When I think of mixed vegetables, I get enveloped in the taste and flavours of ‘undhiyu’. Aunty Urmila, our friend’s much-loved mother, was known for her ‘undhiyu’. Even though it is essentially a winter dish, she’d cook it for us on summer evenings, too. The word comes from the way the dish is cooked. ‘Undhu’ in Gujarati means upside down. The dish is cooked in a pot that is sealed, and then buried in the ground under burning coal or embers. These days, of course, there are simpler ways of making ‘undhiyu’, including in a slow cooker. What makes a mixed vegetable dish different from an ordinary vegetable dish? It is the mix of vegetables that makes it special. We get a plethora of vegetables in different seasons. All these dishes have at least five vegetables. ‘Charchari’ is usually cooked with chopped pumpkin, wax gourd, radish, potatoes, raw bananas and some greens. ‘Aviyals’ consist of 10 or more vegetables. The veggies in that dish have to be firm. So, there is always yam, drumsticks and green bananas. A few pieces of raw mangoes during the season are added too. Freshly grated coconut is mixed with curd and cumin powder and then added to the ‘aviyal’, which is finally topped with coconut oil and curry leaves.

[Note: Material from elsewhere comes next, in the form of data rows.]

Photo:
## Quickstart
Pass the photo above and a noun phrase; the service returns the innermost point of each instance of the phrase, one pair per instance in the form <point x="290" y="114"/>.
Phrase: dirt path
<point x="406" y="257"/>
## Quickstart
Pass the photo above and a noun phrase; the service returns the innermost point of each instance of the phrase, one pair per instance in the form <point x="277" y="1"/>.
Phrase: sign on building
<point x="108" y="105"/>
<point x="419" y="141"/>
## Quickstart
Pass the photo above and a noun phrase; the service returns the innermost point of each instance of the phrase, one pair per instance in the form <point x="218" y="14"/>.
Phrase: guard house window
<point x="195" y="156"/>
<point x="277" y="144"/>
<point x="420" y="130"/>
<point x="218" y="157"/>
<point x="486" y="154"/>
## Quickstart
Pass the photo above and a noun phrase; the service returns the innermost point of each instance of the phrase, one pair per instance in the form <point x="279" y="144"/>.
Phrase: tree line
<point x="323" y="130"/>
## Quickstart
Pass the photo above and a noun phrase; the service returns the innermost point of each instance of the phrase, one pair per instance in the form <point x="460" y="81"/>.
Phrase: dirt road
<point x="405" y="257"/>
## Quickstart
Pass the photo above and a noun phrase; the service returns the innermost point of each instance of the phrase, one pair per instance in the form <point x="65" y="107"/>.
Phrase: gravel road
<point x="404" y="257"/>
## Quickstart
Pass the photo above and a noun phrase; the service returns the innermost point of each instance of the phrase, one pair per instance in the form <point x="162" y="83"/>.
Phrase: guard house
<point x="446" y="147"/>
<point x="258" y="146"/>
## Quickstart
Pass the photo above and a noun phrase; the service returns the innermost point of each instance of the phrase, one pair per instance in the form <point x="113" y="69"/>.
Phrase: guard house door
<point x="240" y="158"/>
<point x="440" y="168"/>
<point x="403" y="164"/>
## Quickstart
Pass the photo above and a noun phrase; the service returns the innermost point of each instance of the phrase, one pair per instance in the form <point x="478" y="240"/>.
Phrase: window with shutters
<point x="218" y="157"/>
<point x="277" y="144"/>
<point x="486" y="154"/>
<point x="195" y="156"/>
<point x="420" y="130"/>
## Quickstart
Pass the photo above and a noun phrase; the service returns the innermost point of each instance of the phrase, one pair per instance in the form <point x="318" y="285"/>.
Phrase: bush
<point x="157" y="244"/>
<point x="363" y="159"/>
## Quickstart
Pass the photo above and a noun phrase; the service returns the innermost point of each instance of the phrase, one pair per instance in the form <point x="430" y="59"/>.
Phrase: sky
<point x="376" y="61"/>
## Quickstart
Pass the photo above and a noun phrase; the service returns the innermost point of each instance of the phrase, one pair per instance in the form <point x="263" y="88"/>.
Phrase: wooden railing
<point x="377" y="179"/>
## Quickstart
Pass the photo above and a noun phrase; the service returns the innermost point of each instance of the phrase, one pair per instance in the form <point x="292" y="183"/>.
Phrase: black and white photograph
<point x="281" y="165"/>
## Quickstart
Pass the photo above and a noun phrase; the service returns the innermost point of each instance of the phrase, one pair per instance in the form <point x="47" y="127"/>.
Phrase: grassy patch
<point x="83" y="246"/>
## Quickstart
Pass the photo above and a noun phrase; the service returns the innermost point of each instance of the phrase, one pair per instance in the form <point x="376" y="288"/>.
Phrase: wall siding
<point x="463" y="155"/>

The Bengali ‘shukto’ looks similar but is different in taste. Among the many vegetables is the bitter gourd giving it a mildly bitter taste. A bit of milk gives it a pale colour, and a light and sweet touch to complement the bitterness. Milk is used in Odisha’s ‘santula’ too. ‘Mahura’, another Odisha dish, is prepared with local vegetables and lentils.
The king of mixed vegetables is ‘annakoot’, prepared and eaten on the second day of Diwali. In many homes, it is cooked with 56 vegetables, and sometimes even 65. Various kinds of green leafy vegetables go into it, along with potatoes, sweet potatoes, brinjal, cauliflower, radish, colocasia, gourds, broad beans and so on. In a big pot, add oil, asafoetida, bay leaves and cumin. Add grated ginger and green chillies. Sauté the vegetables. Add the greens — spinach, fenugreek and so on — towards the end, and then some tomatoes, dried pomegranate seeds and salt. Cooks will tell you that there is a way of cutting and cooking the vegetables. Many are chopped in uniform sizes. The harder vegetables go into the pot first, and then add the softer ones and the green leafy. The dish must look good, with veggies of different colours making a rainbow hue.
Clearly, a good mixed vegetable dish is bolstered by science and art. And, no, it’s not mush.
Shukto
Ingredients
Potatoes 100 gm
Sweet potatoes 100 gm
Green banana 100 gm
Radish 100 gm
Baby brinjal 100 gm
Broad beans 50 gm
Drumsticks 50 gm
Bitter gourd 50 gm
Green papaya 50 gm
Fried matter dal balls (bori) 2 tbsp
Ginger paste 1 tbsp
Mustard paste 1 tbsp
Milk 3 tbsp
Maida ½ tsp
Bay leaves 2
Panch phoren (roasted) 1 tsp
Radhuni (wild celery seeds) 1 tsp
Water As needed
Mustard oil For sautéing
Ghee 1 tsp
Salt and sugar To taste
Method
Peel the potatoes, papaya and green bananas. Scrape the radish and remove the sides of the beans and drumsticks, and the brinjal stems. Cut the vegetables lengthwise into 1-inch pieces.
Heat oil in a pan. Add radhuni and bay leaves, and then the potatoes, green bananas and bitter gourd. After 3-4 minutes, add the other vegetables. Stir well.
Add the ginger paste and mustard paste. Pour some water and let it simmer. Season with salt and sugar. Add the fried bori. Cover and cook. When the water has evaporated and the veggies are cooked, mix maida in the milk and stir it in. Add roasted panch phoren and ghee. Serve with rice.